EN VUE
Louise Dormet, l’architecture comme langage des émotions
À seulement 24 ans, Louise Dormet affirme un style déjà singulier, entre rigueur fonctionnelle, esthétique émotionnelle et narration spatiale. Dans PALET, son projet de diplôme salué par le jury, elle fait dialoguer architecture d’intérieur et peinture, dans un vibrant hommage à David Hockney. Une immersion à travers l’art, la matière et la lumière.
De la brique à la lumière, entre ancrage et projection
C’est à Lille, à la croisée des influences épurées flamandes, du dynamisme londonien, ou de l’élégance parisienne, que Louise Dormet, originaire de la Mayenne, a choisi de poser ses bagages.
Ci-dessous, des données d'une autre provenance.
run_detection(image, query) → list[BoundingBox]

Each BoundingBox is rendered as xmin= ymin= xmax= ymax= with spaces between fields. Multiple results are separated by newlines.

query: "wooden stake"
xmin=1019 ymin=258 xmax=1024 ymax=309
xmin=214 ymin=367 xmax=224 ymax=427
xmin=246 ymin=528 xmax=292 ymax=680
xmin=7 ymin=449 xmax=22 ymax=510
Car la capitale des Flandres cultive une scène discrète, mais féconde dans l’univers exigeant de l’architecture d’intérieur et du design. Un subtil mélange entre la rigueur du Nord, l’héritage textile et son sens aigu du détail, et l’approche contemporaine d’une région qui a dû sans cesse se réinventer pour exister. Un terreau fertile pour les jeunes talents qui, comme Louise, cherchent à bâtir leur univers créatif, faisant de chaque espace une toile vierge au fil des projets.

Tout juste diplômée à 24 ans d’une école d’architecture d’intérieur, Louise poursuit son parcours, et regarde aujourd’hui vers Paris, hub incontesté de la création, pour affirmer sa signature et développer son talent artistique. À la recherche d’expériences dans différentes agences ou cabinets, c’est non sans l’idée, un jour, de fonder sa propre marque, qu’elle souhaite changer de ville. Mais en attendant les voyages qui lui ouvriront les portes de nouvelles visions esthétiques, et les successions de projets qui forgeront son élan créatif, qui est vraiment Louise Dormet ?
Mostra plonge au cœur de son univers singulier, au détour d’un projet marquant, à la fois fictif et concret, réalisé dans le cadre de l’obtention de son diplôme d’architecture d’intérieur. Salué par le jury et récompensé d’une mention, ce projet, baptisé PALET, interroge aussi une question profondément ancrée dans le territoire lillois : comment réinvestir le passé industriel local pour insuffler une nouvelle vie culturelle ?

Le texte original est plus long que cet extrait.